Beware the military-industrial-corporate-consulting complex

FICTION

Mike Freedman

King of the Mississippi: A Novel

Hogarth

Hardcover (also available as an e-book and an audio book), 978-0-5255-7378-4, 256 pgs., $26

July 9, 2019

 

Brock Wharton is a consultant for Cambridge Consulting Group (CCG) in Houston, a thirty-something Master of the Universe in training. He’s a former UT football star, possessor of a Harvard Business School MBA, and married to a South Texas ranching heiress who is expecting their firstborn. Wharton is fielding prospective CCG junior consultants when Mike Fink arrives for his interview.

 

Fink is emphatically not the CCG type; he’s “a redneck admiral at a regatta”—his suit is off-the-rack, his physique is a “flawed build that none of the South Texas ranching families would ever breed,”—he’s not even tall! Fink is a ten-year veteran of the U.S. Army Special Forces, and CCG’s managing directors have decided that his “distinct bio and fiery personality” will lend “authenticity” and allow CCG to better understand the “very American issues” of their newer clients. Look out, Dr.

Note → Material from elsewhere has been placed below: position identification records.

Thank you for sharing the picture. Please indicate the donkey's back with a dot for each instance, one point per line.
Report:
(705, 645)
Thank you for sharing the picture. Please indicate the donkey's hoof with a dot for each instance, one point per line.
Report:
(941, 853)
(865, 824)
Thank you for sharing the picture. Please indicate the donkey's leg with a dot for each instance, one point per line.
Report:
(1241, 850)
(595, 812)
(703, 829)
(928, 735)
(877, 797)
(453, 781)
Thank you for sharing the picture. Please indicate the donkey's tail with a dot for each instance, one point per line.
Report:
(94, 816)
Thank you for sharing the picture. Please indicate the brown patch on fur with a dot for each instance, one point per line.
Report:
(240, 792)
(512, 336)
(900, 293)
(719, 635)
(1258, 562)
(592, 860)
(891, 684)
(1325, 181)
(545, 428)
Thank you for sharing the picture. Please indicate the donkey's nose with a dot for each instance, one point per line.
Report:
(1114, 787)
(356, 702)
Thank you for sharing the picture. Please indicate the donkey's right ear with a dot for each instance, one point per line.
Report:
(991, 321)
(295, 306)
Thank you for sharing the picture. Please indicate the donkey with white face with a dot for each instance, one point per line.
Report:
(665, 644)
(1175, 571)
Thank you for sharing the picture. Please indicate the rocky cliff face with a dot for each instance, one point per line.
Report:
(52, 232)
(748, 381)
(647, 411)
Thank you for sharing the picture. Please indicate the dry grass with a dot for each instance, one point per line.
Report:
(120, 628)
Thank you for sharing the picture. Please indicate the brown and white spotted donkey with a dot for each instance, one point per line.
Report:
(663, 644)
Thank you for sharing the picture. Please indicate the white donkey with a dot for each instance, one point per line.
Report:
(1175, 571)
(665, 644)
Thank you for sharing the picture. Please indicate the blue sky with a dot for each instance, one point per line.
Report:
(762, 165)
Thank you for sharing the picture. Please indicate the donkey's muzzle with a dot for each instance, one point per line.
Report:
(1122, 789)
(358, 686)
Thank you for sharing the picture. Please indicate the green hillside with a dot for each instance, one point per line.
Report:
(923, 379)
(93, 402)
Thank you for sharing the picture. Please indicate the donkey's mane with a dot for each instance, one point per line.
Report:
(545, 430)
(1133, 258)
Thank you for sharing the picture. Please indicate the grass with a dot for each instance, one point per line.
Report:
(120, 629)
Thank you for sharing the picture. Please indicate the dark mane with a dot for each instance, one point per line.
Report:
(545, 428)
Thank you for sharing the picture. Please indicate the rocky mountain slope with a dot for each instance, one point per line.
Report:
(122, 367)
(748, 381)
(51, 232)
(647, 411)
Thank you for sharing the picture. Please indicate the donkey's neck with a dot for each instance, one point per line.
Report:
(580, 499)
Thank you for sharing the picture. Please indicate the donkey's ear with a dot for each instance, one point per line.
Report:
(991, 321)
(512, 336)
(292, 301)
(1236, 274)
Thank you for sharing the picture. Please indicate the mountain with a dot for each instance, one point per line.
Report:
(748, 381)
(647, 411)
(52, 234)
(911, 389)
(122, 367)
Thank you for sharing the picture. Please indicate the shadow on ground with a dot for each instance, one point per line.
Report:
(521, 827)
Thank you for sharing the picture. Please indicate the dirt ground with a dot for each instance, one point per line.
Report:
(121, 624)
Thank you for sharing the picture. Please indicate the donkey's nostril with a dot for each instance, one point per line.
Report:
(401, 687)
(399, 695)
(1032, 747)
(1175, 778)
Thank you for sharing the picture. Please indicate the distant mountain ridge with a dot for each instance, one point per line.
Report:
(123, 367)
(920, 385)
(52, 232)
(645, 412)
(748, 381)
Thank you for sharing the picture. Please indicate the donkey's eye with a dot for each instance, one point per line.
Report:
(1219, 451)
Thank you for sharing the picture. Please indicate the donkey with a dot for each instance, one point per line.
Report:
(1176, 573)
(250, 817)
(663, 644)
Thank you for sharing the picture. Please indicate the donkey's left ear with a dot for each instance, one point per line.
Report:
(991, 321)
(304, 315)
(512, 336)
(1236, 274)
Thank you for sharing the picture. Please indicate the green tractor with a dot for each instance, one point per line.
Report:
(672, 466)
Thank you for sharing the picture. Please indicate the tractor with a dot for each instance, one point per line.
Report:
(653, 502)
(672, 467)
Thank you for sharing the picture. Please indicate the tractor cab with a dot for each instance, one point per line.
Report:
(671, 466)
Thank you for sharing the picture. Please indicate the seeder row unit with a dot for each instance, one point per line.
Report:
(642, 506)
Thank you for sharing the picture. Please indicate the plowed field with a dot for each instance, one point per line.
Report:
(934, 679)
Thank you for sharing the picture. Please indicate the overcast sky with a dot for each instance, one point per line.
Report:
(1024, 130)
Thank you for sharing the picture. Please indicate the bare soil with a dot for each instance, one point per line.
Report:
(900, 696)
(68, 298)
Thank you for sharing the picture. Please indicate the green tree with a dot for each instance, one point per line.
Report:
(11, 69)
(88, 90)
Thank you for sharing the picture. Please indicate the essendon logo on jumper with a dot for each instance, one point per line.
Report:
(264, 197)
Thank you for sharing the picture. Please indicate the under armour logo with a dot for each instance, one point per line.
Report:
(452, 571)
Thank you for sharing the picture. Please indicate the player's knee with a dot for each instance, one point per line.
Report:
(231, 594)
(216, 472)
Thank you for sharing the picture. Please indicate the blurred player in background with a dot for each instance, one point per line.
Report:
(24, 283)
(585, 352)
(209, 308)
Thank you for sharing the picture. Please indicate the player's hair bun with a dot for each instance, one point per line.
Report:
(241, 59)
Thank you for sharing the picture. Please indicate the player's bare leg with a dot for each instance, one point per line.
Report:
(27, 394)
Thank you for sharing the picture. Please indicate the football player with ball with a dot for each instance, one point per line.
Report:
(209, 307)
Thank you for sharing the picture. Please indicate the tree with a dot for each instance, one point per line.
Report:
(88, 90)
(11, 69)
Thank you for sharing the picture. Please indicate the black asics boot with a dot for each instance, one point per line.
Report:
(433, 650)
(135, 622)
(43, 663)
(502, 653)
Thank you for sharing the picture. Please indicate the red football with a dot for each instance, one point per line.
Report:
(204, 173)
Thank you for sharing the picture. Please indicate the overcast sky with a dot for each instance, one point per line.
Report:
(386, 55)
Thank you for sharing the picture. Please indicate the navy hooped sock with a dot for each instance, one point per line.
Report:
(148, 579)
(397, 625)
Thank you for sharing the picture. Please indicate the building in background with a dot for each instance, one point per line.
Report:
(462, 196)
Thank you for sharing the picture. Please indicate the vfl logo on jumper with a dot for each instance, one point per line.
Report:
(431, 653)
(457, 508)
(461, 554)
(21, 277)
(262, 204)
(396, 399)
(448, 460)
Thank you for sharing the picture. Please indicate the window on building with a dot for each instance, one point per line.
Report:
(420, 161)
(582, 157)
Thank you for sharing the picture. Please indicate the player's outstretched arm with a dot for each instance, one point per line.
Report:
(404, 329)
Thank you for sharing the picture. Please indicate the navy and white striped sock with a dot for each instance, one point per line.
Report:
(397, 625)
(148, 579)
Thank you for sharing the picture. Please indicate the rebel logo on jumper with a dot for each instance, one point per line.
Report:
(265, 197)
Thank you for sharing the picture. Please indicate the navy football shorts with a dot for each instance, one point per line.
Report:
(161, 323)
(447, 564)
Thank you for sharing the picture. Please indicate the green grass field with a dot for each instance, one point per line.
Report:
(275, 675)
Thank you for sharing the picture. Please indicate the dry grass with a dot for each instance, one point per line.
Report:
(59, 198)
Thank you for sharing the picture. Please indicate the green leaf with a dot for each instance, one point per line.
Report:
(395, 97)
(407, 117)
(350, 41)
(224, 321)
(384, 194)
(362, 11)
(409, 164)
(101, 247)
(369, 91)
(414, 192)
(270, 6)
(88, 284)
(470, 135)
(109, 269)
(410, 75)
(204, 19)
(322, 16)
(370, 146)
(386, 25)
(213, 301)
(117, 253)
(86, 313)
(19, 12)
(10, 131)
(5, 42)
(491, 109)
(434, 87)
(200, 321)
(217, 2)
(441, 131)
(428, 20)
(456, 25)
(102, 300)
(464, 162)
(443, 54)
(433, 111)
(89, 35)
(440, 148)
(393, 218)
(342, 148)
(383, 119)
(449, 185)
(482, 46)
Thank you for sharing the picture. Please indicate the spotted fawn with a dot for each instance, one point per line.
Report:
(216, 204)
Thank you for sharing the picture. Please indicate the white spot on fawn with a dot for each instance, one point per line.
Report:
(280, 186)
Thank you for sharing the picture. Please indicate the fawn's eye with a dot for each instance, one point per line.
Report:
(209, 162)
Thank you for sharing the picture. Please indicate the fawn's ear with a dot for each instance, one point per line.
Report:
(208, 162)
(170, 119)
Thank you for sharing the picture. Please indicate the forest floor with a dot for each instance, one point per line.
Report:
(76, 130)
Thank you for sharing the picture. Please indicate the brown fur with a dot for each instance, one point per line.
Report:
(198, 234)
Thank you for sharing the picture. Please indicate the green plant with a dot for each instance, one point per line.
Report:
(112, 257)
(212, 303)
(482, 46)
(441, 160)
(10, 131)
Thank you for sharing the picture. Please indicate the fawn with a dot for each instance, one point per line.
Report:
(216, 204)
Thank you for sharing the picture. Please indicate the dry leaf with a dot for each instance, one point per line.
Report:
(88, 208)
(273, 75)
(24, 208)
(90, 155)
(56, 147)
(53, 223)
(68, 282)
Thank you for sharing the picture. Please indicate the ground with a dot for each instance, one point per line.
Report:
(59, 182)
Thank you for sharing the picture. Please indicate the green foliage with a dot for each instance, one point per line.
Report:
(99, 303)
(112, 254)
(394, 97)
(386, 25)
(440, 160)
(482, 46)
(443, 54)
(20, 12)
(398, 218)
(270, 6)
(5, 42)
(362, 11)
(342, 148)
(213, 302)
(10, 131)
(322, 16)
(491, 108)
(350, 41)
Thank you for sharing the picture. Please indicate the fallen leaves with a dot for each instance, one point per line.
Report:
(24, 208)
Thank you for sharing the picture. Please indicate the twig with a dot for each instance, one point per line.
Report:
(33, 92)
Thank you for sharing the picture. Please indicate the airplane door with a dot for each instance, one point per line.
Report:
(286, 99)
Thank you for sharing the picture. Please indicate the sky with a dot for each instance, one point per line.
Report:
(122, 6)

Pepper.

 

Wharton and Fink abhor each other at first sight, and class fireworks ensue as two competing and equally flawed theories of masculinity and America go to war. Beware the military-industrial-corporate-consulting complex.

 

King of the Mississippi is Mike Freedman’s sophomore novel, following his satire School Board (Broken Levee Books, 2014), which followed the antics of a Houston high school senior whose hero was Huey “The Kingfish” Long, infamous governor of Louisiana. King of the Mississippi is also a satirical novel, but it deals with more serious subject matter and heralds a maturation of Freedman’s talent. King of the Mississippi is a biting send-up of corporate America, traditional ideas of masculinity, and flag-on-your-lapel patriotism.

 

Freedman’s two main characters are sharply drawn, though they begin as caricatures. Wharton, “who had conducted a life cultivating a resume,” denigrates veterans at every opportunity; he is an arrogant, sexist, casually racist, xenophobic, homophobic, entitled nitwit who is easy to hate. Fink is the populist everyman, with his common sense and common touch, to whom corporate boardrooms condescend but trot out on the Fourth of July (Thank you for your service!), who are currently enjoying a cyclical (cynical?) popularity.

 

Both men shed their respective costumes in the end, yet Wharton is the man allowed the greater development; he’s the one we identify with and ultimately root for—perhaps because his pathology is greater. Freedman does a great job with the gradual transformation.

 

Freedman is a Master of the Ironic Metaphor. “[The job applicant] was an image cut from the Brock Wharton Catalog for out-of-the-box thinkers.” He overdoes it occasionally, and penis size and the figurative presence or absence of testicles is a recurrent concern.

 

The competing jargons of divergent cultures is jarring between the soul-killing corporate word salad (enablement projects, influencers, value migration); the jingoistic rah-rah hoowa military-ese (insurgency, counterinsurgency, troop surge); and, of course, sports (rodeos, end zones, Hail Marys). This is how Freedman effectively highlights the poverty of our philosophies.

 

The narrative is told in a third-person limited point-of-view and is generally fast paced. The middle third lags, though it does include a hilarious set-piece at a NED Talk where attendees are encouraged to “swing away” and “lean forward.” The final third, in which we get an on-the-ground lesson in Middle East history, generally,  and our invasion of Iraq, in particular, recovers from the second and surpasses the first, getting the epilogue just right.

 

“The hubris of Fink to believe his street smarts and dirty tricks would triumph over a lifetime of doing everything right,” Wharton thinks (emphasis added). And there it is—hubris on all sides and differing criteria of what is “right.” What and who qualifies as all-American? Winning a zero-sum game should not be one of the definitions. King of the Mississippi is a novel for our time.

 

 

Mike Freedman was born and raised in Houston, Texas. He volunteered for the infantry after 9/11, later serving three tours in Iraq and Afghanistan in the U.S. Army Special Forces. He received his MBA from Rice University. He is the author of School Board (Broken Levee Books, 2014) and the forthcoming novel, King of the Mississippi.